Sementara, pakar hukum tata negara Denny Indrayana menyatakan, wacana penundaan Pemilu 2024 merupakan bentuk pelecehan terhadap konstitusi.
“Ini adalah perkembangan yang memalukan, sekaligus membahayakan. Wacana penundaan pemilu, sebenarnya adalah bentuk pelanggaran konstitusi,” kata Denny dalam keterangan tertulis, Jumat (25/2/2022).
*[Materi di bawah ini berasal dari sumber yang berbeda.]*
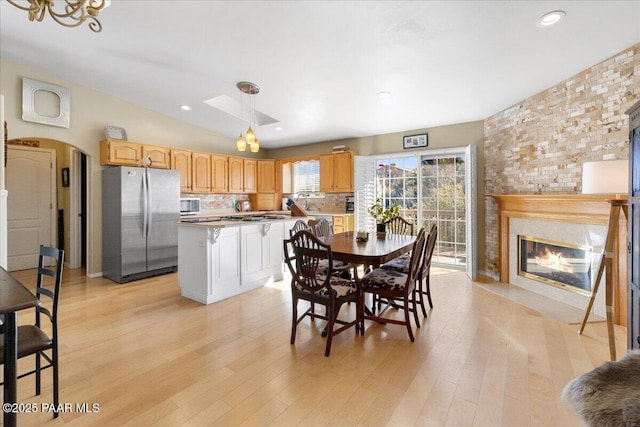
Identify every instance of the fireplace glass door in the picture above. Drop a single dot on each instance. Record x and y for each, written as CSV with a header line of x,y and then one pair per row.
x,y
560,264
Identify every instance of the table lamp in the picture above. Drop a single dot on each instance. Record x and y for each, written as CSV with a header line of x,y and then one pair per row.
x,y
607,177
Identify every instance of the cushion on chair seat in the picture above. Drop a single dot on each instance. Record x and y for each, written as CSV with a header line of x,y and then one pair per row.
x,y
384,279
323,265
30,340
342,286
400,264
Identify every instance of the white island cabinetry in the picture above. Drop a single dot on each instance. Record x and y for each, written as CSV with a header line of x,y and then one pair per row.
x,y
261,252
217,262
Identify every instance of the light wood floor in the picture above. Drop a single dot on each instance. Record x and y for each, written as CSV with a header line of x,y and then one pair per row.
x,y
147,356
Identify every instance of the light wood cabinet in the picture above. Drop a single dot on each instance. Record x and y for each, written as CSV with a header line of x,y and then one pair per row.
x,y
343,172
236,174
277,171
201,181
250,176
181,161
336,173
124,153
266,176
326,173
160,156
219,173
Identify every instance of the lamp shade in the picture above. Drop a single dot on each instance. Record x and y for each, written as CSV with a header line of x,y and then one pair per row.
x,y
605,177
241,144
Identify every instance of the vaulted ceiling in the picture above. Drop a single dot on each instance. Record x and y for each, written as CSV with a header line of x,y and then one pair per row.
x,y
321,64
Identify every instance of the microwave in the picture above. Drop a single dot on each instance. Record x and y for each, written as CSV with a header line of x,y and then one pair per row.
x,y
189,206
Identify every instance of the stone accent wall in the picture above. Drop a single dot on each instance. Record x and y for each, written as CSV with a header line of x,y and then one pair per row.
x,y
538,146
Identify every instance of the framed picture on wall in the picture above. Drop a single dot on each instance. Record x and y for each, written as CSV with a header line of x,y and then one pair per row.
x,y
415,141
65,177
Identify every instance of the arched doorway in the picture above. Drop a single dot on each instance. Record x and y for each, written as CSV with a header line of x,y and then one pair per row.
x,y
69,206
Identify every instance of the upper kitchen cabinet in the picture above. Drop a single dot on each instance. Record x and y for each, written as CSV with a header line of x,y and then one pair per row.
x,y
236,174
219,173
116,152
181,161
278,175
250,175
201,172
336,173
266,176
160,156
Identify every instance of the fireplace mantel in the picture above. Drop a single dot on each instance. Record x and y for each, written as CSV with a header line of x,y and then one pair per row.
x,y
570,208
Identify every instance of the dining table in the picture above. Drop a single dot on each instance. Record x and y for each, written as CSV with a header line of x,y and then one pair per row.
x,y
14,296
377,249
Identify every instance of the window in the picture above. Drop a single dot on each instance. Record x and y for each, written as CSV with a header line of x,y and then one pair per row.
x,y
306,176
435,186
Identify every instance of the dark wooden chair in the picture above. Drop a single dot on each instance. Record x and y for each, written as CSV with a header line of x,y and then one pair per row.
x,y
312,283
32,339
299,225
423,286
399,225
323,228
396,288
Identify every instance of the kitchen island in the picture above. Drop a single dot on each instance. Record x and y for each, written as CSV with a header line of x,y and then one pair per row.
x,y
221,258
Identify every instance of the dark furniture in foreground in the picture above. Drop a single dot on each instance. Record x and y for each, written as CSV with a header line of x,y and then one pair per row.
x,y
397,288
314,282
13,298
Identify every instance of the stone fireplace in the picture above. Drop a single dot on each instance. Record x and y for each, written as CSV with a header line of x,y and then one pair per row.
x,y
573,228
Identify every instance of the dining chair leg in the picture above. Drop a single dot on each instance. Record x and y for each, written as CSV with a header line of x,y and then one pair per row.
x,y
407,319
414,306
331,315
294,319
421,293
38,365
56,397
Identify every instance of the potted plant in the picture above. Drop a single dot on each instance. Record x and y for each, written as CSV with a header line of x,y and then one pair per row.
x,y
382,214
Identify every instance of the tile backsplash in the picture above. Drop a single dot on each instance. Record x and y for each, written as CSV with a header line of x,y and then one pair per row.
x,y
332,202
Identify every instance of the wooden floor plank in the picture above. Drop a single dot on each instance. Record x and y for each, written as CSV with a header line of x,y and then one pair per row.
x,y
147,356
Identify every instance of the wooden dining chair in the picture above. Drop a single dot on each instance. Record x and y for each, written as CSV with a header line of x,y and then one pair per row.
x,y
423,286
396,288
320,286
32,339
323,228
399,225
299,225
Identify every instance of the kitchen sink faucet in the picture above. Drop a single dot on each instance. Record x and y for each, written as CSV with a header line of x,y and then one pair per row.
x,y
306,200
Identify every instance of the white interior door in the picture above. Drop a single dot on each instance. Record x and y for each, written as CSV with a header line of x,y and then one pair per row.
x,y
31,204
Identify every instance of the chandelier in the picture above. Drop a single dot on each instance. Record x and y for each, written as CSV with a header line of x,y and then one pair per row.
x,y
249,137
73,14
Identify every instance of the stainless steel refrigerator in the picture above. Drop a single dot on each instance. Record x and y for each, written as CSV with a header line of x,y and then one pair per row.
x,y
140,212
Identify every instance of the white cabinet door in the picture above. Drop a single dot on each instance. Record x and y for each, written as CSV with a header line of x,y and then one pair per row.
x,y
273,247
261,250
225,258
252,253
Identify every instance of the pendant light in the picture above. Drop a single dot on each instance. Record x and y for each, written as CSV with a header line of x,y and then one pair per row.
x,y
250,136
241,143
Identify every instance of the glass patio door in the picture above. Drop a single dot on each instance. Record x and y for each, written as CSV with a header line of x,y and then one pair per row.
x,y
430,187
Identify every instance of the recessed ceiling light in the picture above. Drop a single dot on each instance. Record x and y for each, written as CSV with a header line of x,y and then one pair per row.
x,y
551,18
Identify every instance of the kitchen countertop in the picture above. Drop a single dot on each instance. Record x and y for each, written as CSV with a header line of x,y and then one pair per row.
x,y
221,219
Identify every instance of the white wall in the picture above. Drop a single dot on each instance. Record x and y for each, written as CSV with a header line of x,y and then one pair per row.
x,y
90,112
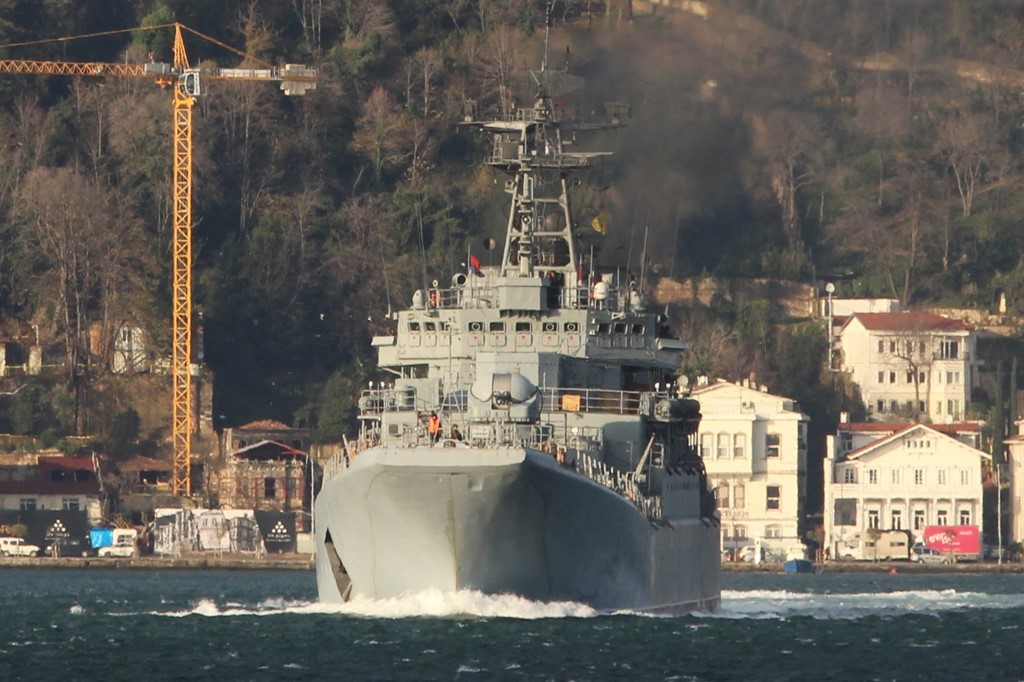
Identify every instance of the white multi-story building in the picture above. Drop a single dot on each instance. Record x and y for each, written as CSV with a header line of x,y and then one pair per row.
x,y
755,450
911,478
1015,464
910,365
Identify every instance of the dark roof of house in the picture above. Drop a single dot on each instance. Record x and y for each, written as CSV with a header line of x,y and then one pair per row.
x,y
268,450
265,425
909,427
892,427
908,322
140,463
57,475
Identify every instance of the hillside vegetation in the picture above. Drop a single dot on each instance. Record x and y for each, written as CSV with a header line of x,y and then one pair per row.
x,y
872,143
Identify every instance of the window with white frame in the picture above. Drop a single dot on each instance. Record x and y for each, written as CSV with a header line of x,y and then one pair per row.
x,y
722,495
739,445
738,496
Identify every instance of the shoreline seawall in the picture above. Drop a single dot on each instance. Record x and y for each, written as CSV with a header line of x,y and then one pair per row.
x,y
200,561
195,561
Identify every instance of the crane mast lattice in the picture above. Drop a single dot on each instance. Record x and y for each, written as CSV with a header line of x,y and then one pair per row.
x,y
185,84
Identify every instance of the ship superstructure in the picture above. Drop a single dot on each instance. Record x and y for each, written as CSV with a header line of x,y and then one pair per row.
x,y
566,466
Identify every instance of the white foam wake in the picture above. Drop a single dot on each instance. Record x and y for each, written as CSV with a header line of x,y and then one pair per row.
x,y
735,604
783,604
431,603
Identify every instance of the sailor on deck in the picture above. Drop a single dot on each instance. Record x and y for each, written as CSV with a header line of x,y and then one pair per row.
x,y
434,427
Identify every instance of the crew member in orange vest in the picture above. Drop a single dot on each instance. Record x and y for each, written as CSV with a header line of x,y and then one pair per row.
x,y
434,427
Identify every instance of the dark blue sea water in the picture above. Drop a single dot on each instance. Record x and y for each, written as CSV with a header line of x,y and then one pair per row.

Dalam teori ketatanegaraan, ia menjelaskan, pelanggaran atas konstitusi hanya dimungkinkan dalam situasi sangat darurat, tetapi alasannya harus jelas untuk penyelamatan negara dan melindungi seluruh rakyat.
Mantan Wakil Menteri Hukum dan HAM itu menyebutkan, hal itu bisa diukur dari dampak tindakan pelanggaran konstitusi semata-mata demi menyelamatkan negara.
Indikator lainnya adalah tetap adanya pembatasan kekuasaan dan penghormatan terhadap hak asasi manusia sebagai pilar utama dari prinsip konstitusionalisme.
“Maka, dengan parameter demikian, menunda Pemilu 2024, menambah masa jabatan presiden, memperpanjang masa jabatan parlemen, dan kepala daerah, nyata-nyata adalah potret pelanggaran konstitusi yang berjamaah,” ujar Denny.
Diberitakan sebelumnya wacana penundaan pemilu 2024 diungkapkan Ketum PKB Muhaimin Iskandar (Cak Imin). Cak Imin mengusulkan Pemilu 2024 ditunda satu hingga dua tahun setelah mendengar pendapat dari pengusaha, analis ekonomi, dan pelaku UMKM.
Ketum PAN Zulkifli Hasan juga setuju dengan penundaan Pemilu 2024. Sementara Ketum Golkar Airlangga Hartarto menyatakan setuju meski tidak secara eksplisit.
Pada Januari lalu, usulan memperpanjang masa jabatan presiden ini juga disampaikan Menteri Investasi atau Kepala Badan Koordinasi Penanaman Modal (BKPM) Bahlil Lahadalia.
Bahlil mengeklaim, usulan itu datang dari para pengusaha yang bercerita kepadanya. Alasannya, perlu waktu untuk memulihkan ekonomi nasional yang terdampak pandemi Covid-19 sehingga para pengusaha ingin penyelenggaraan peralihan kepemimpinan nasional itu ditunda.